During construction, Owens mostly lived in the basement, studying herbology and nutrition and gathering design ideas, despite a broken heel she suffered while training for a marathon. In the meantime, Cheatwood tore off the roof and added a quaint bedroom, sitting room and deck upstairs, and constructed supporting walls for the upper floor that didn’t previously exist—contending with strict height restrictions and a few disgruntled neighbors along the way. “It was always interesting,” Cheatwood recalls. “You never knew what Bobbie would come up with next. She’s always a surprise.”
The Ba Gua Groove
As the remodel progressed, Owens tackled paint colors. But before she chose a single one, she consulted feng shui specialist Laurelyn Baker of Boulder’s Visions of Home Multi-Cultural Feng Shui. Baker placed a Taoist diagram called a “ba gua” over the floor plan to determine which rooms represented which aspects of life—knowledge and wisdom; health and ancestors; wealth; fame and reputation, etc.—and then helped Owens choose 18 colors to evoke energies that would suit her best in each area.

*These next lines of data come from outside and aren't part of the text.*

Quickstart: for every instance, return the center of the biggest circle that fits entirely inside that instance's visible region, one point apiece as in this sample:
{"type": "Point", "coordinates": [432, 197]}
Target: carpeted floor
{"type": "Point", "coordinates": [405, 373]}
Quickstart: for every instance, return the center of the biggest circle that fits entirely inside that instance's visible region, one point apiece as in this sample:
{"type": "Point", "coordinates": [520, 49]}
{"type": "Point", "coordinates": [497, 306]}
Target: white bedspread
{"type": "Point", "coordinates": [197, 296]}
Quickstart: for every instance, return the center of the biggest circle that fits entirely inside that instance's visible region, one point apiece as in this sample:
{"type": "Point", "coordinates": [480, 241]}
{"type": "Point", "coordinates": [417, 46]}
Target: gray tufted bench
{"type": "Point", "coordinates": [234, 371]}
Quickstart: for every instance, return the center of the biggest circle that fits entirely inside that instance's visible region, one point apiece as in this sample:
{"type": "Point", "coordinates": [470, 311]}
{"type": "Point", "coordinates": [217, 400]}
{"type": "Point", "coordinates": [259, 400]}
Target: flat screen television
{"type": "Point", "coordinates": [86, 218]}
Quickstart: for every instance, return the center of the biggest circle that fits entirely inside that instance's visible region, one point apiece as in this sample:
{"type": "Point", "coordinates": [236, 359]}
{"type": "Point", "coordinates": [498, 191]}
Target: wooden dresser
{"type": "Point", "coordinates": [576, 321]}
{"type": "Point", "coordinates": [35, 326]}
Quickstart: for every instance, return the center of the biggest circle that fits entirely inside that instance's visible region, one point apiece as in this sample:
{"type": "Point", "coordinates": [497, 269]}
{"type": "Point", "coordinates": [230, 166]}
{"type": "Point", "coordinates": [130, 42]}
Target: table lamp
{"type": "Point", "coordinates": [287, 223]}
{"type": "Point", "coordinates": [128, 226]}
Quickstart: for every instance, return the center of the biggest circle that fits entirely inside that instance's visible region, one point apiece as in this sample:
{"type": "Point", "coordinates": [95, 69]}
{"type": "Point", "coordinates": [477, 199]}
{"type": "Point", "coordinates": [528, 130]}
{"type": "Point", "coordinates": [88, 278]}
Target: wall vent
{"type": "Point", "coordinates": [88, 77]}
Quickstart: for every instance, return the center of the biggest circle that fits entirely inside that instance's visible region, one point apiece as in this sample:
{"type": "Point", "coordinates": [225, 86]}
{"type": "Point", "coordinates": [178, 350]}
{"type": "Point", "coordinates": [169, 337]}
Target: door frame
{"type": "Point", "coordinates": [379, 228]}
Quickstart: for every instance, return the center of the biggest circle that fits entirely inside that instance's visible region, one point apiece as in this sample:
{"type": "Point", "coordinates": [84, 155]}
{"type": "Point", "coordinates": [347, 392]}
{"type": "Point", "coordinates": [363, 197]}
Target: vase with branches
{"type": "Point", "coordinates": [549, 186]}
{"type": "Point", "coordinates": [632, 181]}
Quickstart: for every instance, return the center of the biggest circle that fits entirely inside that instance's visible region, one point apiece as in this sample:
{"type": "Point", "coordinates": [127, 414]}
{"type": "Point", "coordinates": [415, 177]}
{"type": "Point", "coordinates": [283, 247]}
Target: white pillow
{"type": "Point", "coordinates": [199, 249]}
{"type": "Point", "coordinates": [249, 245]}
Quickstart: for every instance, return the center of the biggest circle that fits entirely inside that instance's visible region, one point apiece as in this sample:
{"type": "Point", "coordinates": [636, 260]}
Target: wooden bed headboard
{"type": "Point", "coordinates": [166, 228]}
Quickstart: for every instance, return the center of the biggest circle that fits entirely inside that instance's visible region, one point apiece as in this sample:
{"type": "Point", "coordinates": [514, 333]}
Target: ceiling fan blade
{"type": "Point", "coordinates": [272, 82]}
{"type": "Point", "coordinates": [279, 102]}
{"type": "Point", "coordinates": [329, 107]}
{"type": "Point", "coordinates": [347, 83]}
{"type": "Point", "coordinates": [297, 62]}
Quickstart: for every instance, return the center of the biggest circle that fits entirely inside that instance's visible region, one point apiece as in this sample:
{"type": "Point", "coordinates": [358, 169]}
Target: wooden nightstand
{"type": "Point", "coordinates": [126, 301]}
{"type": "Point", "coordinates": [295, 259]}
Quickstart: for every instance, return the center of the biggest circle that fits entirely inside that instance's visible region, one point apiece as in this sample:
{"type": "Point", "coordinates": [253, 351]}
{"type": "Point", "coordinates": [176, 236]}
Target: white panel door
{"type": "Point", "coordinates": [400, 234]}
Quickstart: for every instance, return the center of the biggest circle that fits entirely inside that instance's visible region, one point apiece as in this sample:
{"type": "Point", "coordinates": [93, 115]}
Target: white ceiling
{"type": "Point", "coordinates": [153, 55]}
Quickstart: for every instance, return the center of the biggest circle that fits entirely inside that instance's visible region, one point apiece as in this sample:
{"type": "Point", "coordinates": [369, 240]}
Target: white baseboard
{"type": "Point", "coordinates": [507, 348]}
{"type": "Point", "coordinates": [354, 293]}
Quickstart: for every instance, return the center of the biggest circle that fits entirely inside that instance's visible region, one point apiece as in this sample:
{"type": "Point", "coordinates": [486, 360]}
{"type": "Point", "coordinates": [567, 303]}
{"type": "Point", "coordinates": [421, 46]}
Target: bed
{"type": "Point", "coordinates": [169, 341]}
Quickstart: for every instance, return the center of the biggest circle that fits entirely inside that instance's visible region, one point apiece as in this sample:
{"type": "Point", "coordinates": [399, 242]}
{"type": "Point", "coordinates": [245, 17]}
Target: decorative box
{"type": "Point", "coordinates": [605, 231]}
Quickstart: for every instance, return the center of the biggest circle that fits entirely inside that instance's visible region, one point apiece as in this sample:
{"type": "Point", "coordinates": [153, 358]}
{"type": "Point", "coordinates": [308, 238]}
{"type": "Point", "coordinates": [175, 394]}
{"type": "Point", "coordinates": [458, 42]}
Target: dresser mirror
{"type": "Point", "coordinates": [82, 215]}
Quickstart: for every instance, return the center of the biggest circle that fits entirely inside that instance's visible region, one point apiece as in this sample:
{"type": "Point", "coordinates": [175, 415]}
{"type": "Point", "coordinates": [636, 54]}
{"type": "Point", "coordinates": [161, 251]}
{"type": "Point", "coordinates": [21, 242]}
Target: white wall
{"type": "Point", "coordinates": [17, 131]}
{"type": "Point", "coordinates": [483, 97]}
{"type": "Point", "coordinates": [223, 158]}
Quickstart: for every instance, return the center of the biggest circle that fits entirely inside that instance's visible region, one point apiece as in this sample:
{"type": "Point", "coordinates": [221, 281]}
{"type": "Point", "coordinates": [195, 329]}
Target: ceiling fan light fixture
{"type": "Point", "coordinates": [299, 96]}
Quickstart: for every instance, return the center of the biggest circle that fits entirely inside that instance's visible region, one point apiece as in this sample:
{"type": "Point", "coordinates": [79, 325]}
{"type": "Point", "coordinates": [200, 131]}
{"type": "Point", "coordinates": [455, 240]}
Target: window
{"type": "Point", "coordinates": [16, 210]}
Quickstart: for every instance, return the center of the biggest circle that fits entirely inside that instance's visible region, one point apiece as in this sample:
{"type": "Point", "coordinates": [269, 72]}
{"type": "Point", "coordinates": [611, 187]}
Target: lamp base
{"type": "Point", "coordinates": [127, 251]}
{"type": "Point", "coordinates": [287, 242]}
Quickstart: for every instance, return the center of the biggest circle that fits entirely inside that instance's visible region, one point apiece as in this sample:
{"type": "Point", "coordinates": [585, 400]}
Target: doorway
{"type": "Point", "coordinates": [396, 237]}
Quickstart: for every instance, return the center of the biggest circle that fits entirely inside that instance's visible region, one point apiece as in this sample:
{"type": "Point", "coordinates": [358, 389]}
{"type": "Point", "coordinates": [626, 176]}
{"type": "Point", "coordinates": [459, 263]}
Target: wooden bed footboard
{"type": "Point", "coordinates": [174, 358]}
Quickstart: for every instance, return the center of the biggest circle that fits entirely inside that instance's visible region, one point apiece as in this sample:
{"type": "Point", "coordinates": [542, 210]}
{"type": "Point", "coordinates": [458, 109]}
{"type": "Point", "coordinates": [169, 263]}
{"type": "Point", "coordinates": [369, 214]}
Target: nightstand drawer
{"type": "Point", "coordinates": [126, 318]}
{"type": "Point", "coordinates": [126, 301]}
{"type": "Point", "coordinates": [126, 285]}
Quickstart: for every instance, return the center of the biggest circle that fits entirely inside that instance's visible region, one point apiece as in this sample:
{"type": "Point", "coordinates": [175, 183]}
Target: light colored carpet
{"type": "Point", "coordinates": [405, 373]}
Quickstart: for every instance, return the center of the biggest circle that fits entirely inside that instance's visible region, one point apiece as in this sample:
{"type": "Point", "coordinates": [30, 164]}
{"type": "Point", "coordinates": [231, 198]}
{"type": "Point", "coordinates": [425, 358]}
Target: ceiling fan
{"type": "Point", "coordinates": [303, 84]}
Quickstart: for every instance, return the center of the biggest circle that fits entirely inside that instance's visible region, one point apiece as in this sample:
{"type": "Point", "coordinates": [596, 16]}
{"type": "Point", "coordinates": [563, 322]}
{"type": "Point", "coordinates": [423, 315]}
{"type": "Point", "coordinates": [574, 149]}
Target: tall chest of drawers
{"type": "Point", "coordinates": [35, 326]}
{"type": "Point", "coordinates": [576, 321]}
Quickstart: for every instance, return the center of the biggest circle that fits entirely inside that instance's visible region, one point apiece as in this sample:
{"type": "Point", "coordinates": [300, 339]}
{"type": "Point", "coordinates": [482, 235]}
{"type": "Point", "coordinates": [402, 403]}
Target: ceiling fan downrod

“Color is one of the most primal visual cues that human beings and animals get. It notifies us of everything, from what is safe to eat to which mates are the right ones to choose. And everyone knows you just feel different in the presence of different colors,” Baker says.
Initially, Owens envisioned a monotone “Zen-like” aesthetic, but the more she pursued that, the more the blues-loving, Mardi Gras queen in her rebelled. “Can Zen be loud with explosions of fluorescent color?” she wondered.
When you step inside Owens’ foyer, you’re greeted by the surprisingly juxtaposed themes of tradition, music, spirituality and family, all enhanced by riotous colors. Southern-style chandeliers grace every room, above maple-planked floors. Widespread Panic and Grateful Dead tunes echo from the impressive surround-sound speakers, and framed lithographs of Jerry Garcia, artistic renderings of late Panic guitarist Michael Houser, and concert posters adorn the walls. The kitchen and upstairs bedroom both host altars, complete with rare crystals, copal resin and palo santo smudge sticks.
Nearly every piece of artwork has a story—and a loved one—behind it: Owens acquired the original Dr. Seuss lithograph at an art show with a dear friend; the colorful bowl made of recycled candy wrappers was a gift from her sister-in-law. And her mother’s skilled handiwork is everywhere in the house, including the glorious hand-painted dining-room set with beautifully brocaded chair seats, hand-sewn beaded pillows, and a funky table made with a collage of Widespread Panic stickers. Ultimately, her once-conservative parents seem to have embraced their daughter’s unconventional tastes.
“I think my parents have grown through me,” Owens says with a smile.
When her parents or friends visit, they often stay in the garden-level basement. With blue-green concrete floors, a House of Blues motif and an efficiency kitchen (handy for late-night snacks and cold beer), the basement is a second home to visitors who come and go as they please, using their own tie-dye-colored keys.
“My friends are my family,” Owens says. “This is the family house.”
As a young woman who set out to create a home reflecting hospitality, generosity and a whole bunch of fun, Owens nailed it.
“It’s more than I ever thought it could be,” she says.